Dari istilah bankrupt atau pailit
menurut Ensiklopedia Ekonomi Keuangan Perdagangan adalah keadaan dimana
seseorang yang oleh suatu pengadilan dinyatakan bankrupt dan yang
aktivanya atau warisannya telah diperuntukkan untuk membayar utang-utangnya.
Sedangkan istilah kepailitan yang digunakan di
Indonesia merupakan terjemahan dari istilah faillisement dari Bahasa
Belanda. Dalam sistem yang dikenal common law pada Negara Inggris dan
Amerika Serikat, kepailitan dikenal dengan istilah bankruptcy. Istilah
tersebut berasal dari istilah yang digunakan pedagang Italia pada abad
pertengahan, yaitu banca rota atau bancarupta yang secara harfiah
berarti jatuh pailit (broken bench).
Definisi dari kepailitan menurut Undang-Undang
adalah sebagai sita umum atas semua kekayaan debitor pailit yang
pengurusan dan pemberesannya dilakukan oleh kurator di bawah pengawasan
hakim pengawas sebagaimana diatur dalam Undang-Undang.[1]
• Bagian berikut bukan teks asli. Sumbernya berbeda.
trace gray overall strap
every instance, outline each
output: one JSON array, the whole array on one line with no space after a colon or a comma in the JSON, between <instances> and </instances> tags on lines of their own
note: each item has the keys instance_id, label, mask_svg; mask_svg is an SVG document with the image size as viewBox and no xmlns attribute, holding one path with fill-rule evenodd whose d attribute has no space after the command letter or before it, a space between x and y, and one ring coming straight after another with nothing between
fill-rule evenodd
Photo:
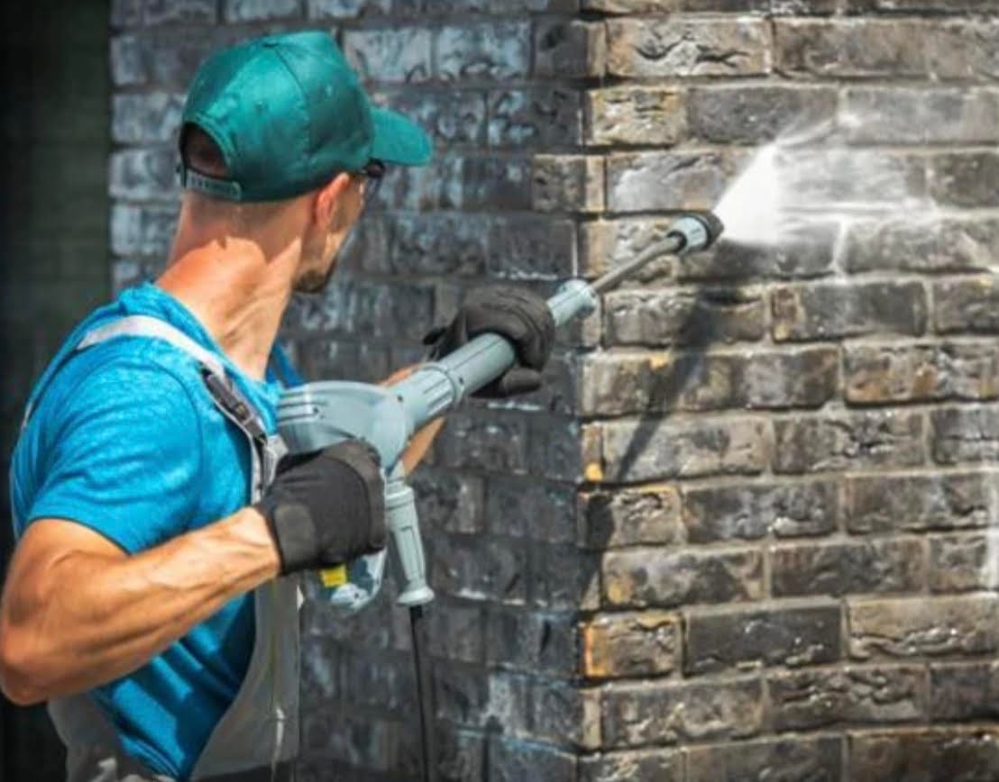
<instances>
[{"instance_id":1,"label":"gray overall strap","mask_svg":"<svg viewBox=\"0 0 999 782\"><path fill-rule=\"evenodd\" d=\"M129 316L88 333L72 353L118 337L160 339L195 359L216 407L250 445L250 498L274 477L285 447L269 436L253 405L230 381L219 358L170 324ZM69 355L72 355L69 354ZM192 773L206 782L288 782L298 754L298 607L296 577L254 590L256 636L250 665L233 704L216 726ZM87 693L49 702L67 747L69 782L173 782L124 751L107 715Z\"/></svg>"},{"instance_id":2,"label":"gray overall strap","mask_svg":"<svg viewBox=\"0 0 999 782\"><path fill-rule=\"evenodd\" d=\"M107 342L114 337L155 337L197 359L201 364L210 368L213 374L226 377L226 369L218 356L207 348L202 348L184 332L166 321L149 315L130 315L98 327L87 333L80 344L76 346L76 350L82 351L92 345Z\"/></svg>"}]
</instances>

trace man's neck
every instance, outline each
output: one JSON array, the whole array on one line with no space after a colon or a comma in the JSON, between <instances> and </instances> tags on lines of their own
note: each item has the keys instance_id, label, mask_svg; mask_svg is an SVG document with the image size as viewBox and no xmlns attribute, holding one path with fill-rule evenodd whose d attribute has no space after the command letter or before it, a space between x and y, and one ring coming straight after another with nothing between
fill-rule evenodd
<instances>
[{"instance_id":1,"label":"man's neck","mask_svg":"<svg viewBox=\"0 0 999 782\"><path fill-rule=\"evenodd\" d=\"M295 268L298 246L267 258L248 240L227 238L187 247L180 240L157 285L195 315L242 372L262 380L291 300L291 274L286 270Z\"/></svg>"}]
</instances>

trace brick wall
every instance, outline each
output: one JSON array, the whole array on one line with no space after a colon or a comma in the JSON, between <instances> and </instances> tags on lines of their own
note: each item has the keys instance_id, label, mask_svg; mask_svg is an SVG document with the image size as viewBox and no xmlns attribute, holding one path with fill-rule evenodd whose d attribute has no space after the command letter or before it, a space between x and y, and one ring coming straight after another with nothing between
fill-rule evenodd
<instances>
[{"instance_id":1,"label":"brick wall","mask_svg":"<svg viewBox=\"0 0 999 782\"><path fill-rule=\"evenodd\" d=\"M469 286L547 292L710 207L787 124L874 121L939 224L663 262L548 389L415 478L456 780L979 780L999 767L999 17L991 0L159 0L112 11L116 283L158 268L214 46L328 29L439 155L285 336L374 380ZM304 775L417 768L405 614L308 604Z\"/></svg>"}]
</instances>

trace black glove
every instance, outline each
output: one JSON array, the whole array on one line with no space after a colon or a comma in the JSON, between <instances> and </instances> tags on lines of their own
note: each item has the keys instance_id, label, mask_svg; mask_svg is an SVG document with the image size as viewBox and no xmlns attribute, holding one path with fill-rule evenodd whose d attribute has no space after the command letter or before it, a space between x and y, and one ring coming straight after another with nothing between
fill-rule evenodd
<instances>
[{"instance_id":1,"label":"black glove","mask_svg":"<svg viewBox=\"0 0 999 782\"><path fill-rule=\"evenodd\" d=\"M530 291L500 285L473 290L455 320L432 330L424 337L424 345L433 346L432 359L441 359L487 332L509 340L519 363L472 395L504 398L541 388L541 370L551 355L555 323L547 303Z\"/></svg>"},{"instance_id":2,"label":"black glove","mask_svg":"<svg viewBox=\"0 0 999 782\"><path fill-rule=\"evenodd\" d=\"M274 535L282 573L341 564L388 538L379 455L360 440L285 456L254 507Z\"/></svg>"}]
</instances>

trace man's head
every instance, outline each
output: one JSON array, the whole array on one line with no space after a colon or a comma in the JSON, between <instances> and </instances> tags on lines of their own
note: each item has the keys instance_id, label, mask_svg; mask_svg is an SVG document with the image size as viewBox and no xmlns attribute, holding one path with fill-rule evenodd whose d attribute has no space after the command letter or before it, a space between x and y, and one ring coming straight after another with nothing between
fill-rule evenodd
<instances>
[{"instance_id":1,"label":"man's head","mask_svg":"<svg viewBox=\"0 0 999 782\"><path fill-rule=\"evenodd\" d=\"M268 36L199 68L180 137L184 219L297 241L295 288L315 291L386 164L419 166L427 135L371 104L329 35Z\"/></svg>"}]
</instances>

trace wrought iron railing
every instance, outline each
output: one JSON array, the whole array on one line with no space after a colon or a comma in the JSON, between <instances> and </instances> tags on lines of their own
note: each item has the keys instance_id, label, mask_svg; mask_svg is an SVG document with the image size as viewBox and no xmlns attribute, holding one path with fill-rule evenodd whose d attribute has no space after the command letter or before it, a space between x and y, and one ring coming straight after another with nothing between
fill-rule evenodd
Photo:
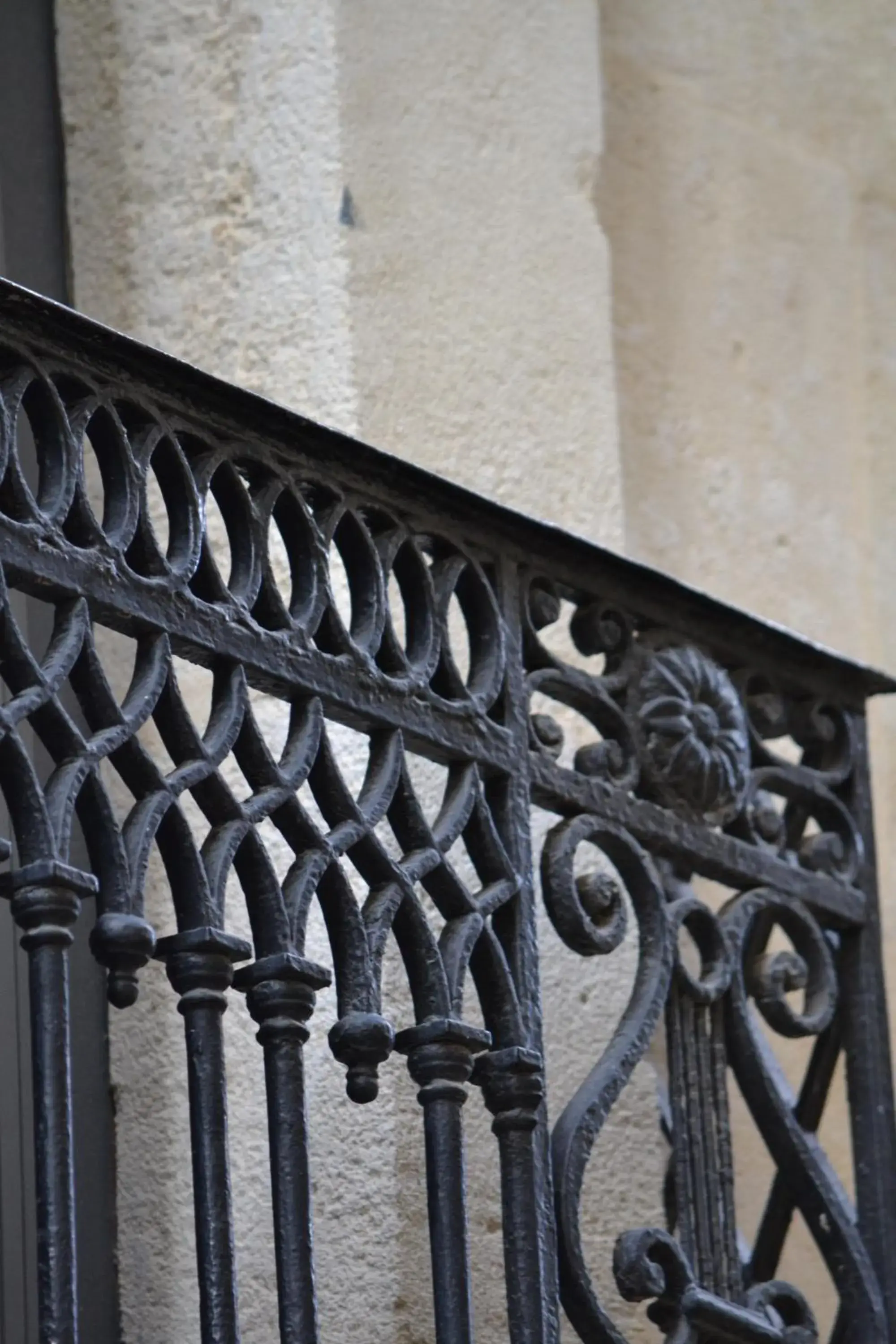
<instances>
[{"instance_id":1,"label":"wrought iron railing","mask_svg":"<svg viewBox=\"0 0 896 1344\"><path fill-rule=\"evenodd\" d=\"M0 786L12 825L3 882L30 958L44 1344L77 1337L66 957L85 898L97 902L93 949L110 1001L134 1001L153 956L180 996L204 1344L239 1333L222 1044L232 991L246 995L265 1054L281 1339L317 1337L302 1046L330 973L329 1042L349 1097L375 1101L391 1051L419 1086L439 1344L473 1339L461 1122L470 1087L500 1149L510 1339L556 1339L557 1282L582 1340L622 1339L586 1267L583 1173L664 1015L669 1226L618 1228L622 1294L652 1300L676 1341L806 1344L817 1337L811 1309L774 1277L799 1210L840 1297L833 1337L896 1337L896 1152L864 719L866 698L893 683L5 282L0 396ZM52 605L46 652L30 648L15 593ZM124 698L103 669L98 625L137 641ZM173 655L214 673L204 730ZM250 688L289 704L278 757ZM150 719L165 763L141 735ZM340 771L334 722L369 742L357 794ZM231 753L242 796L222 770ZM411 754L447 767L435 820ZM124 817L113 777L132 796ZM208 823L201 848L188 794ZM535 857L533 804L555 814ZM294 856L282 880L265 818ZM458 840L466 868L453 857ZM607 863L580 874L583 845ZM144 915L153 847L177 919L159 942ZM629 1007L551 1132L533 864L575 952L613 953L627 911L639 934ZM231 871L251 945L224 929ZM728 888L720 910L700 899L701 878ZM332 972L305 956L313 900ZM775 927L789 950L774 950ZM682 929L699 966L680 950ZM416 1019L398 1036L380 997L390 935ZM462 1016L467 976L485 1031ZM766 1027L815 1038L795 1102L770 1063ZM814 1137L841 1054L854 1210ZM778 1172L746 1257L728 1070Z\"/></svg>"}]
</instances>

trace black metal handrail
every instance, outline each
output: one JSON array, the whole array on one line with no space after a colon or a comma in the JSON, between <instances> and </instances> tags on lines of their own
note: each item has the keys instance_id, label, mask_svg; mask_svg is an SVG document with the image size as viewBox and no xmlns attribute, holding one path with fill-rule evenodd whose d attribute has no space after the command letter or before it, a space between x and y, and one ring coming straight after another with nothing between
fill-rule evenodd
<instances>
[{"instance_id":1,"label":"black metal handrail","mask_svg":"<svg viewBox=\"0 0 896 1344\"><path fill-rule=\"evenodd\" d=\"M896 684L8 282L0 415L0 789L12 825L3 890L30 958L42 1341L77 1339L66 958L83 898L97 903L93 949L110 1001L134 1001L152 956L180 996L204 1344L239 1336L222 1043L231 988L246 995L265 1052L281 1339L317 1337L302 1047L330 973L329 1039L349 1097L375 1101L392 1050L419 1086L439 1344L473 1339L461 1121L470 1085L500 1149L510 1339L556 1339L557 1281L584 1341L622 1337L586 1266L582 1183L664 1015L669 1227L619 1228L619 1290L652 1300L678 1341L814 1340L809 1304L774 1279L799 1210L840 1296L836 1340L895 1339L896 1150L864 706ZM51 603L46 652L30 648L13 593ZM124 699L95 622L137 641ZM559 628L575 665L556 652ZM204 730L173 655L214 673ZM290 707L279 758L250 688ZM165 763L141 738L150 719ZM333 722L369 742L357 797ZM434 821L408 751L447 767ZM222 774L230 753L247 797ZM134 798L125 817L109 797L110 769ZM210 825L200 848L187 794ZM535 857L533 804L556 818ZM283 880L259 832L267 818L294 855ZM453 863L458 839L476 879ZM586 844L607 864L578 875ZM177 919L159 942L142 890L153 848ZM360 905L347 859L368 887ZM574 950L611 953L629 909L639 930L631 1001L552 1132L533 862ZM251 943L224 930L231 871ZM696 878L729 888L721 910L699 898ZM305 956L313 899L332 972ZM424 903L439 913L438 938ZM682 927L700 970L678 953ZM770 950L774 927L793 950ZM398 1036L380 996L390 934L415 1009ZM463 1020L467 972L485 1030ZM785 1036L815 1038L795 1106L759 1016ZM854 1210L814 1137L841 1054ZM747 1259L728 1070L778 1172Z\"/></svg>"}]
</instances>

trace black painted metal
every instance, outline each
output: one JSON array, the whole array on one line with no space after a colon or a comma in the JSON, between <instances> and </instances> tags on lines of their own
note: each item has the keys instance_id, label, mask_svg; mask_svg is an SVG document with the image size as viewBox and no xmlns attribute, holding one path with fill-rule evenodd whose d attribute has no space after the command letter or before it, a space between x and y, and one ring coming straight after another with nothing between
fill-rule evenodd
<instances>
[{"instance_id":1,"label":"black painted metal","mask_svg":"<svg viewBox=\"0 0 896 1344\"><path fill-rule=\"evenodd\" d=\"M21 864L5 890L32 961L42 1339L75 1340L64 961L78 902L93 903L95 887L91 945L110 1001L134 1001L153 954L180 996L204 1344L239 1339L222 1036L232 992L246 995L265 1052L285 1344L318 1337L310 1032L329 1027L357 1103L376 1101L394 1050L407 1056L439 1344L476 1339L463 1110L477 1093L501 1169L510 1340L553 1344L560 1300L586 1344L618 1344L583 1245L583 1180L664 1020L670 1226L619 1227L622 1296L647 1300L678 1344L809 1344L810 1305L774 1278L798 1210L840 1296L833 1339L895 1340L896 1152L864 704L896 685L11 285L0 285L0 788ZM40 464L31 484L26 419ZM52 607L46 650L16 624L16 593ZM103 628L136 644L124 698L103 668ZM172 655L214 673L204 728ZM278 750L255 692L289 715ZM164 753L142 731L150 720ZM340 722L368 743L360 790L340 759ZM227 762L247 789L228 784ZM133 797L125 813L110 771ZM437 775L433 809L422 790ZM208 824L201 845L187 794ZM631 1000L549 1137L533 804L555 817L535 866L567 946L611 956L638 926ZM73 851L75 816L86 863ZM262 823L293 853L283 878ZM179 930L157 946L144 909L153 851ZM360 903L347 860L367 887ZM251 943L224 926L231 872ZM721 909L700 879L728 888ZM313 900L330 945L332 1024L313 1013L330 978L305 954ZM398 1036L382 1001L391 935L415 1013ZM465 1020L467 980L484 1027ZM817 1038L795 1102L767 1032ZM817 1140L841 1054L856 1211ZM776 1171L747 1261L732 1079Z\"/></svg>"}]
</instances>

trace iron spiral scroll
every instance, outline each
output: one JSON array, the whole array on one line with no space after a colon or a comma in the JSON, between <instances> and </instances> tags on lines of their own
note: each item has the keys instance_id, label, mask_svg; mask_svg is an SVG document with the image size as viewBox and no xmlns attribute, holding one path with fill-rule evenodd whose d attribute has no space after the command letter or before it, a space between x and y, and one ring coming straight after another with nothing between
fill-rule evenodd
<instances>
[{"instance_id":1,"label":"iron spiral scroll","mask_svg":"<svg viewBox=\"0 0 896 1344\"><path fill-rule=\"evenodd\" d=\"M124 685L113 636L130 641ZM66 966L91 902L109 1001L129 1009L157 958L184 1019L203 1344L240 1331L222 1032L235 996L265 1062L282 1344L321 1337L312 1034L357 1105L376 1105L395 1055L407 1062L437 1344L476 1339L472 1094L497 1142L509 1340L556 1344L562 1304L584 1344L619 1344L590 1273L583 1180L661 1028L669 1226L614 1228L618 1293L650 1302L676 1344L811 1344L806 1297L776 1277L799 1212L840 1304L833 1344L896 1339L862 716L884 679L5 282L0 676L43 1337L78 1339ZM148 900L160 870L164 938ZM720 907L707 879L728 892ZM539 899L580 957L637 938L629 1004L552 1130ZM606 997L592 1001L606 1017ZM814 1042L797 1098L768 1032ZM815 1133L841 1058L854 1207ZM748 1254L729 1079L775 1168Z\"/></svg>"}]
</instances>

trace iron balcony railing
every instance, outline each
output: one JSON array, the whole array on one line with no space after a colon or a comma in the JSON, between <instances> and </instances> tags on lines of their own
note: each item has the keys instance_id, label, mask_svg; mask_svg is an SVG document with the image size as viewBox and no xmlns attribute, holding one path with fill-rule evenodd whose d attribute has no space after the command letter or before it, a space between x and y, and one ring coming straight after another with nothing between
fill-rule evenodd
<instances>
[{"instance_id":1,"label":"iron balcony railing","mask_svg":"<svg viewBox=\"0 0 896 1344\"><path fill-rule=\"evenodd\" d=\"M439 1344L473 1339L461 1118L470 1089L494 1117L500 1150L509 1336L556 1340L559 1298L592 1344L622 1336L586 1266L583 1173L664 1015L669 1226L618 1228L622 1294L652 1300L670 1340L807 1344L811 1308L774 1277L799 1210L840 1296L833 1337L896 1339L896 1152L864 716L866 698L893 683L7 282L0 398L0 786L12 828L3 882L30 960L42 1341L77 1337L66 958L85 899L97 905L93 950L116 1008L134 1001L153 956L180 996L204 1344L239 1336L222 1044L231 992L246 995L265 1054L285 1344L317 1339L309 1031L329 1028L357 1103L375 1102L392 1051L407 1058ZM54 609L40 656L16 614L30 599ZM124 699L103 669L98 624L137 641ZM559 628L575 663L556 652ZM173 655L214 673L204 730ZM289 706L279 757L250 688ZM150 719L164 763L141 737ZM357 794L334 722L368 738ZM782 738L795 754L779 753ZM220 769L230 753L244 797ZM435 820L411 754L446 767ZM124 817L110 771L133 796ZM188 794L210 828L199 848ZM533 805L555 816L535 855ZM283 880L265 818L294 855ZM458 839L469 871L453 860ZM586 844L609 864L582 875ZM160 941L144 914L153 847L177 921ZM533 868L537 899L575 952L613 953L627 911L639 933L631 1000L557 1117L544 1103ZM251 945L224 929L231 871ZM728 888L720 910L700 899L701 878ZM313 900L332 968L305 954ZM682 927L699 968L678 950ZM775 927L789 950L774 952ZM398 1035L380 995L390 935L416 1020ZM339 1017L318 1027L314 995L330 974ZM463 1020L467 978L486 1030ZM814 1038L795 1105L770 1066L766 1028ZM814 1134L841 1054L856 1208ZM728 1070L778 1172L748 1254L735 1227Z\"/></svg>"}]
</instances>

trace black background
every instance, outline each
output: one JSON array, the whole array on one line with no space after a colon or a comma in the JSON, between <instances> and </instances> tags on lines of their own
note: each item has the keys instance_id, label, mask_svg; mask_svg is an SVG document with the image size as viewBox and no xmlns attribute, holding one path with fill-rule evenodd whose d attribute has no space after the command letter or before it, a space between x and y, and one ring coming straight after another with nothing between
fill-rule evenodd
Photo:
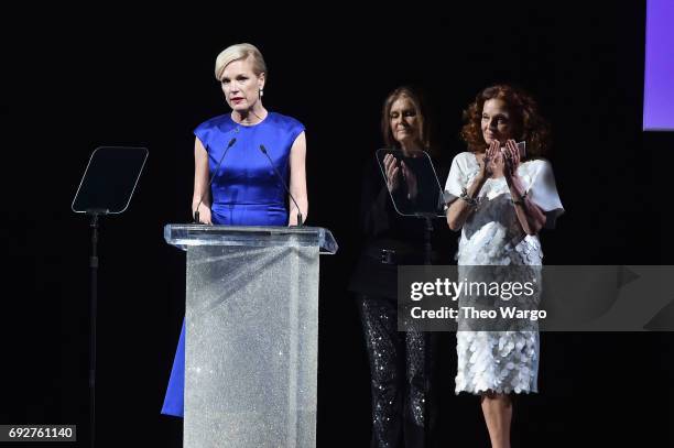
<instances>
[{"instance_id":1,"label":"black background","mask_svg":"<svg viewBox=\"0 0 674 448\"><path fill-rule=\"evenodd\" d=\"M644 4L540 3L442 14L415 4L369 19L260 19L250 4L7 14L0 424L77 424L85 446L89 230L69 207L96 146L142 145L150 157L133 201L101 229L98 440L181 446L182 420L159 414L185 287L184 254L163 226L189 219L192 130L227 111L213 65L232 43L262 51L265 107L306 125L308 223L340 244L320 266L318 446L369 442L367 356L346 284L362 163L381 145L381 102L394 87L425 87L449 160L464 151L460 112L478 90L526 88L553 124L566 208L542 234L545 262L672 264L674 138L641 130ZM518 397L513 446L671 446L672 339L543 334L541 393ZM454 335L442 350L438 446L488 446L478 400L453 393Z\"/></svg>"}]
</instances>

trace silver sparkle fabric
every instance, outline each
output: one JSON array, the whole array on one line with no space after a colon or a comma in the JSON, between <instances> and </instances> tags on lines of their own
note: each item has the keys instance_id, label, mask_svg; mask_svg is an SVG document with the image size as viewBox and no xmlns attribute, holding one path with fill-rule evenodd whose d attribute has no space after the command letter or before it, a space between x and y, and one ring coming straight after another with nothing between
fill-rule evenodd
<instances>
[{"instance_id":1,"label":"silver sparkle fabric","mask_svg":"<svg viewBox=\"0 0 674 448\"><path fill-rule=\"evenodd\" d=\"M314 447L317 247L187 251L184 447Z\"/></svg>"}]
</instances>

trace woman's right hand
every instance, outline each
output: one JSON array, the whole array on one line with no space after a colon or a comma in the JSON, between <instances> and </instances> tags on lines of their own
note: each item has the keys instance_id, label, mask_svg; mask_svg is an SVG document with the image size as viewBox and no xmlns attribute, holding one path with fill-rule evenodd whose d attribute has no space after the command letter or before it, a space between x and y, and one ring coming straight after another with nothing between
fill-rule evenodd
<instances>
[{"instance_id":1,"label":"woman's right hand","mask_svg":"<svg viewBox=\"0 0 674 448\"><path fill-rule=\"evenodd\" d=\"M400 181L400 167L393 154L384 155L384 173L387 174L387 188L389 192L394 192Z\"/></svg>"},{"instance_id":2,"label":"woman's right hand","mask_svg":"<svg viewBox=\"0 0 674 448\"><path fill-rule=\"evenodd\" d=\"M199 223L213 226L213 221L210 220L210 207L205 204L199 205Z\"/></svg>"},{"instance_id":3,"label":"woman's right hand","mask_svg":"<svg viewBox=\"0 0 674 448\"><path fill-rule=\"evenodd\" d=\"M497 155L499 154L500 151L500 143L498 140L492 140L491 143L489 144L489 147L487 147L487 151L485 151L485 156L482 157L482 160L479 162L480 165L480 174L479 176L481 178L489 178L491 177L491 175L494 172L494 159L497 157Z\"/></svg>"}]
</instances>

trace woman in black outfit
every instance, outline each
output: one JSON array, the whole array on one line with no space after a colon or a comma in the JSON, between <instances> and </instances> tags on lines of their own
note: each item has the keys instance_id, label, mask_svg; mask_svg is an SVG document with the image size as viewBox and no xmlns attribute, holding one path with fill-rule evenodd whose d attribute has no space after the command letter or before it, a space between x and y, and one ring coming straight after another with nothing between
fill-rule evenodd
<instances>
[{"instance_id":1,"label":"woman in black outfit","mask_svg":"<svg viewBox=\"0 0 674 448\"><path fill-rule=\"evenodd\" d=\"M425 157L420 151L432 147L423 99L410 87L389 94L381 124L387 147L402 151L404 157ZM433 359L430 334L398 330L398 265L424 264L426 221L401 216L391 200L391 195L396 197L401 208L400 198L414 199L415 188L409 182L410 165L389 154L380 168L373 154L363 178L365 244L349 289L356 294L370 360L371 447L428 446L434 419L430 400ZM445 176L444 172L437 174L441 178ZM433 225L436 229L433 241L446 238L448 232L443 220L434 220ZM444 244L445 252L450 253L448 243ZM448 262L435 253L433 261Z\"/></svg>"}]
</instances>

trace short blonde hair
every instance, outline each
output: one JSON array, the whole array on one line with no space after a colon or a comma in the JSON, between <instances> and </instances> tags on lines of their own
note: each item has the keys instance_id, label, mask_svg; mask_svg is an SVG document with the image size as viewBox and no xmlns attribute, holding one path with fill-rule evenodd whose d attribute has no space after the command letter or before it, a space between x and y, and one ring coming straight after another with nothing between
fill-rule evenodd
<instances>
[{"instance_id":1,"label":"short blonde hair","mask_svg":"<svg viewBox=\"0 0 674 448\"><path fill-rule=\"evenodd\" d=\"M216 79L222 80L222 73L229 63L244 59L249 56L253 59L253 73L258 76L261 73L267 74L267 64L264 64L262 53L254 45L243 43L230 45L220 52L216 58Z\"/></svg>"}]
</instances>

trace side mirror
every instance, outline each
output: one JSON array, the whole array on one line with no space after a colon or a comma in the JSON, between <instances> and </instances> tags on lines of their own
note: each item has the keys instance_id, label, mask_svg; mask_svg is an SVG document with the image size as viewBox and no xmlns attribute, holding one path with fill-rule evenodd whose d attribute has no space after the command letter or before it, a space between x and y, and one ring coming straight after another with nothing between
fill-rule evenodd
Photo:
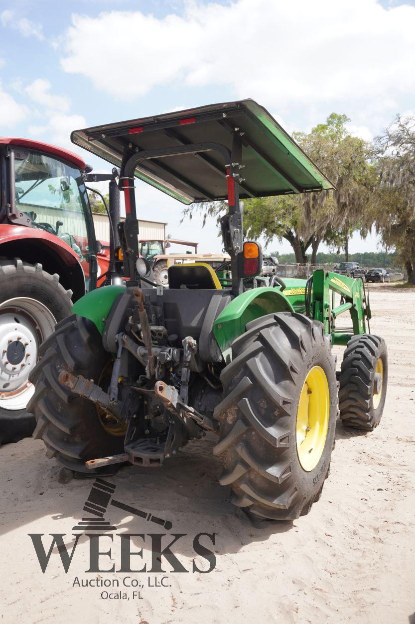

Pada Pasal 1131 Kitab Undang-Undang Hukum
Perdata menegaskan bahwa seluruh harta benda seorang baik yang telah ada
sekarang maupun yang akan datang, baik benda bergerak maupun tidak bergerak,
menjadi jaminan bagi seluruh perikatannya. Kemudian dalam pasal selanjutnya
1132 dijelaskan untuk memerintahkan agar seluruh harta debitor dijual lelang
dimuka umum atas dasar putusan hakim, dan hasilnya dibagikan kepada para
kreditor secara seimbang, kecuali apabila diantara para kreditor itu ada
kreditor yang didahulukan pemenuhan piutangnya.
Oleh karena itu, kepailitan dapat disimpulkan
bahwa suatu kondisi yang mengakibatkan debitor dalam keadaan tidak mampu
membayar utang-utangnya terhadap kreditor yang dinyatakan dalam putusan hakim
di pengadilan dengan tindak lanjut terhadap putusan tersebut pada penyitaan
seluruh kekayaan debitor baik yang telah ada sekarang maupun yang akan datang kemudian
dilakukan lelang dimuka umum dan hasilnya akan dibagikan kepada kreditor secara
seimbang kecuali adanya pemenuhan piutang kreditor yang harus didahulukan.
B. Hukum dan Asas-Asas
Tujuan-tujuan dari pelaksanaan hukum
kepailitan dalam Undang-Undang memiliki maksud, sebagai berikut:
1.
Untuk meningkatkan upaya pengembalian kekayaan,
2.
Memberikan perlakuan baik yang seimbang dan yang dapat diperkirakan
sebelumnya kepada para kreditor,
3.
Memberikan kesempatan yang praktis untuk reorganisasi perusahaan yang sakit
tetapi masih potensial bila kepentingan para kreditor dan kebutuhan sosial
dilayani dengan lebih baik dengan mempertahankan debitor dalam kegiatan
usahanya.
Asas-asas kepailitan yang ada dalam
Undang-Undang No. 37 Tahun 2004 menyebutkan terdapat 4 (empat ) asas, sebagai
berikut:
1.
Asas keseimbangan,
2.
Asas kelangsungan usaha, adanya ketentuan yang memungkinkan perusahaan
debitor yang masih memiliki prospek tetap dilangsungkan.
3.
Asas keadilan, ketentuan kepailitan dapat memenuhi rasa keadilan bagi para
pihak yang berkepentingan.
4.
Asas integrasi, sistem hukum formal dan hukum materiil kepailitan merupakan
satu-kesatuan utuh dari sistem hukum perdata dan hukum acara perdata nasional.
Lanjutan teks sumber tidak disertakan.